How to Rescue Dinosaurs from Oobleck Mud
- 2 cups cornstarch
- 1 cup water
- 1/2 cup cocoa powder
- Dinosaur toys
- Pour the cornstarch and cocoa powder in a container.
- Slowly add the water, stirring as you go. Depending on how thick you want your Oobleck to be, you may not use the entire cup of water.
- Add dinosaur toys to the Oobleck. They will start to sink.
- Have your child save the dinosaurs!
I underestimated how much my children would love the Oobleck. They simply loved playing with it and kept digging their hands in and letting the Oobleck drip from their hands.
The cocoa powder is for color only, but it certainly makes the Oobleck smell delicious! If you don’t have any at home, you can just leave it out or use food coloring.

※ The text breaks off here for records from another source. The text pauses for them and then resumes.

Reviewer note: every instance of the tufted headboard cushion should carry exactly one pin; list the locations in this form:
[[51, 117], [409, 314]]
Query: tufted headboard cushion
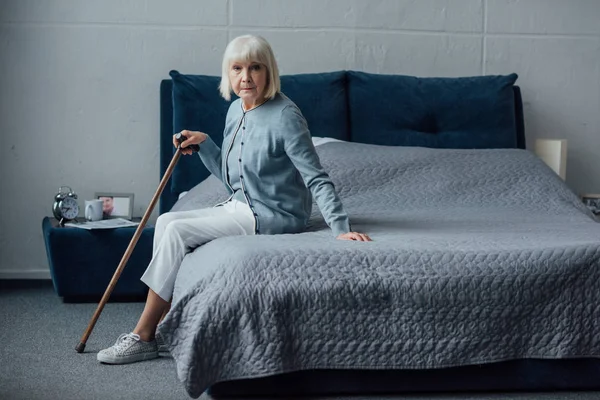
[[396, 110], [476, 112]]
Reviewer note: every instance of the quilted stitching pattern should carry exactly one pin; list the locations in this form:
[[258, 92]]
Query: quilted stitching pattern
[[478, 256]]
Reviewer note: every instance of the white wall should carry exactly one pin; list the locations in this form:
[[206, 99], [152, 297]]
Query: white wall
[[79, 80]]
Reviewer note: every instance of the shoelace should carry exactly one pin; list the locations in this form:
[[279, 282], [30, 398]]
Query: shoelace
[[125, 341]]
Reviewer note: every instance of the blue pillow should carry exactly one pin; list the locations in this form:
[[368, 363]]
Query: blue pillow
[[198, 106], [397, 110]]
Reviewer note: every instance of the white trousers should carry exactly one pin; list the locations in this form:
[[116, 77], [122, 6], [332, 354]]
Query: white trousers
[[177, 233]]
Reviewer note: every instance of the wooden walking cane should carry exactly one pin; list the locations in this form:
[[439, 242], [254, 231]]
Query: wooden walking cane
[[138, 232]]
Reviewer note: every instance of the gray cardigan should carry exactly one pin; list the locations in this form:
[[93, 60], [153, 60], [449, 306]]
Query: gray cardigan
[[279, 167]]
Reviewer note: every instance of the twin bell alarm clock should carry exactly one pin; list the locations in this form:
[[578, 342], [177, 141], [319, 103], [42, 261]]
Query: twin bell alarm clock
[[65, 207]]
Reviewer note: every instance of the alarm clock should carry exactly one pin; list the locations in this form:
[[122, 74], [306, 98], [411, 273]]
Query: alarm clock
[[65, 207]]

As for the dinosaurs? Sorry, my prehistoric friends, the kids forgot about rescuing you and preferred to bury you deeper in the Oobleck instead. Maybe this is how dinosaurs went extinct – they just could not escape the non-Newtonian fluid.
Jokes aside, here are some things to have your kids try with the Oobleck to really blow their minds:
- Punch the Oobleck with their fists (no, seriously). How did the Oobleck behave? Did any Oobleck get on your kids’ hands?

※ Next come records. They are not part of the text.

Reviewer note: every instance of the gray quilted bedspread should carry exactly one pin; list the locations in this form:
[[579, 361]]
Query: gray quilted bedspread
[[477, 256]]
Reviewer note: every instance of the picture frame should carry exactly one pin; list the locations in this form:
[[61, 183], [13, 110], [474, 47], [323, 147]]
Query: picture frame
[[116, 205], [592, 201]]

- Slowly sink their hands into the Oobleck. How did the Oobleck behave differently than when they punched it?
- Try to have the make a ball with the Oobleck by rolling it in their hands. Did they succeed?

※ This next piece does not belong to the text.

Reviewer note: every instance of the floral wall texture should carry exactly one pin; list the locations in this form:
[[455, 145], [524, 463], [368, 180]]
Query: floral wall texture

- Grab a handful of Oobleck and open your palm. What happens?
Your kids will probably spill some Oobleck out of the container. Mine certainly did. At first, I freaked out, thinking it’s going to be like cleaning up sticky slime. However, just a quick wipe with a wet paper towel cleaned the mess up.
As for the Oobleck in the container, all you have to do is add some more water in the container and you should be able to pour it down the drain. Just make sure you have the water running from the faucet as well so you don’t clog your drain with the thick cornstarch-and-water mixture.
Science Behind Chocolate Oobleck
Like I mentioned a couple of times above, Oobleck is a non-Newtonian fluid. The cornstarch-and-water mixture creates a fluid that acts like a liquid when at rest and like a solid when put under pressure.
A good example of a non-Newtonian fluid is ketchup. When ketchup is sitting in the bottle, it behaves like a soft solid. That’s why it takes a certain amount of force to get the ketchup out of the bottle. The best way to get the ketchup flowing is to shake it. With the applied force, the ketchup changes viscosity and acts more like a liquid and now you can pour it out of the bottle.
I bet you will remember what non-Newtonian fluid is next time your kid is throwing a tantrum because you couldn’t get ketchup out of the bottle fast enough for him to dip his fries!
Anyhow, back to the Oobleck. The Oobleck mixture acts more like quicksand than ketchup. When you apply force to it (like punching it), it becomes thicker. The cornstarch particles move closer together, so it’s like punching a soft wall. On the other hand, if you dip your hand slowly into the Oobleck, the particles move apart and the Oobleck behaves more like water.
Interesting fact: Do you know where the name Oobleck comes from? It’s actually from Dr. Seuss’s book, Bartholomew and the Oobleck!
Final Thoughts on the Mud Oobleck Dinosaur Dig
If you have a slime-lover at home, I truly recommend trying the Oobleck. And if you have a toddler at home, Oobleck is so amazing for sensory play. Even I, as an adult, loved running my hands through the Oobleck and experimenting with how the Oobleck reacts when I do different things to it.
The poor dinosaurs got the opposite of a rescue. The kids had so much fun trying to submerge them in the Oobleck. So I guess as a dinosaur dig activity, it failed. But as a fun science experiment, the Oobleck dinosaur dig triumphed!
And like I mentioned, clean up is easy! And you can rest assured that your kids can play with it as long as they want since there are no harmful chemicals in the Oobleck. Just cornstarch and water!